Moving forward, TriCore is working with radio frequency identification to manage lab specimens without having to touch them or use hand scanners to scan bar codes.
"We haven't implemented that yet but we are working to make it happen," he said.
Another new feature added to the new architecture has improved the efficiency with which the lab contacts physicians when the result of a lab test is in an urgent or critical range, Ayer said. Previously if a test result was in a critical range, lab personnel would manually go into the Sunquest system, look up the contact information for the physician who ordered the test, and then call the physician. In the C21 architecture, TriCore built new integration with its Salesforce customer relationship management system, so that when a test result falls in a critical range, that result and the contact information for the physician is automatically sent to the top of the queue in the call center.
"The physician callouts happen within basically a few minutes of the notification coming from the lab equipment that the particular test result is within a critical range," Ayer said. "It saves us time and it saves us labor."
The new feature resulted in a 20 percent time savings in calling physicians by eliminating the manual work of looking up the physician contact details, he estimated.
Other new enhancements were also designed to improve the patient experience. The C21 architecture's order entry component is used in draw centers, so that when patients come in, TriCore personnel know who they are and what they have come in for. In addition, analytics built into the C21 architecture enable insurance companies to do "targeted interventions" through which insurers can reach out to physicians to drive patient contact if patients have missed tests that should be performed.

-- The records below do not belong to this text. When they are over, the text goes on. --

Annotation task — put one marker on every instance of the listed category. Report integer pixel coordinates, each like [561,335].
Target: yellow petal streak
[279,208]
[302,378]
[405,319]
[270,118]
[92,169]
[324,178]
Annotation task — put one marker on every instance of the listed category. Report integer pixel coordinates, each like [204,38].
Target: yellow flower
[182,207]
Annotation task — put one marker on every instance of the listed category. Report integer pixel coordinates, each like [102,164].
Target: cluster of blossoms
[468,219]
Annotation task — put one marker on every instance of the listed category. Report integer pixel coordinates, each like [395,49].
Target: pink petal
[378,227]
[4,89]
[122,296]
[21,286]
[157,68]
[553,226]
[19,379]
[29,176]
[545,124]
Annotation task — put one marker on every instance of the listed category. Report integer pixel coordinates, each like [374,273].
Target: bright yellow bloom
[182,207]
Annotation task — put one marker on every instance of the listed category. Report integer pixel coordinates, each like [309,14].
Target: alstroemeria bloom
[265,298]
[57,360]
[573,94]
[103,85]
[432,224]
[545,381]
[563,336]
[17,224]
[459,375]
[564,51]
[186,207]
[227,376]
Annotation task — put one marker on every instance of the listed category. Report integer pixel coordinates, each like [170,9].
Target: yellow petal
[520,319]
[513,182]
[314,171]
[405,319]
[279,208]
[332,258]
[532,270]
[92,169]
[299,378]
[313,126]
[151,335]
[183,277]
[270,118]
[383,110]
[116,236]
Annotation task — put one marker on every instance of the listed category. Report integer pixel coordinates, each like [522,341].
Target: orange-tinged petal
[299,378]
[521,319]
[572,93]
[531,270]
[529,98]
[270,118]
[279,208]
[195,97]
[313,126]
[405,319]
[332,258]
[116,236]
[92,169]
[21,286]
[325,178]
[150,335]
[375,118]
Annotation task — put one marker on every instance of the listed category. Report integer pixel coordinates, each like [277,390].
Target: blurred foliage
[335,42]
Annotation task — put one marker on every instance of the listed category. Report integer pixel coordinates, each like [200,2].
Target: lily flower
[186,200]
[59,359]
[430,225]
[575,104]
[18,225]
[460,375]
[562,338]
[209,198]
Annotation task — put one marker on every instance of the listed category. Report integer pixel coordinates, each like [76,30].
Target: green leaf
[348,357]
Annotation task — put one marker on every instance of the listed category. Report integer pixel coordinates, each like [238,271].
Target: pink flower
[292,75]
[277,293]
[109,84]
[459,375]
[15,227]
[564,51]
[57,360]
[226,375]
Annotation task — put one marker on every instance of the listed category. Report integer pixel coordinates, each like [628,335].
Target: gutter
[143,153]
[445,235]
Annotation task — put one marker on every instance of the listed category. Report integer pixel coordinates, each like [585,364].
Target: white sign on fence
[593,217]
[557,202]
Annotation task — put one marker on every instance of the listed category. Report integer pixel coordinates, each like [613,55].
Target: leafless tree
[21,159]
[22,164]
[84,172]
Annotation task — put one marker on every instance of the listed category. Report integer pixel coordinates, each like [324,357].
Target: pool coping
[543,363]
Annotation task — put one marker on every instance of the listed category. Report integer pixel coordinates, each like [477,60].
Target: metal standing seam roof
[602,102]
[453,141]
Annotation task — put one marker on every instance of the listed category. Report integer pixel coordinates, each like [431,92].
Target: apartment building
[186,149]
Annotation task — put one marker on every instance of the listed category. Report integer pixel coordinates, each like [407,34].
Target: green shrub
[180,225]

"For example, if you are in a prenatal circumstance, and you miss a second trimester test, we can alert the insurance company. They can then alert the physicians to call the patient," he said.
In some places, the smoother connections of the new architecture have enabled TriCore to remove some of the architecture's components. Processors used in a data transmission technique known as "store and forward" were able to be eliminated from the laboratory information system through the new architecture. Processors used for terminal emulation, which enables terminals to emulate or appear like another terminal, were also no longer needed. Eliminating processors serving these functions have enabled TriCore achieve significant savings, Ayer said. TriCore has saved $213k so far this year and will continue to save approximately $54k/month on an ongoing basis from architecture changes, he said.
Implementing new architecture required some retraining of lab personnel, particularly lab workers who entered orders into TriCore's Sunquest LIS or its SunQuest PowerPath anatomic pathology laboratory information system. Those orders are now entered through the C21 architecture, which also helps bring more data into TriCore's data repository. However, while it requires some training to familiarize lab personnel with new formats, the new architecture also standardizes more order entry in the lab, according to Ayer.
"I think the biggest advantages are we standardized on a single platform that people interact with. We have seen a significant reduction in cost and improved efficiencies," Ayer said. "From my perspective, we have made it easier to provide better healthcare because of the fact that we can do better analytics and we can do faster identification of issues."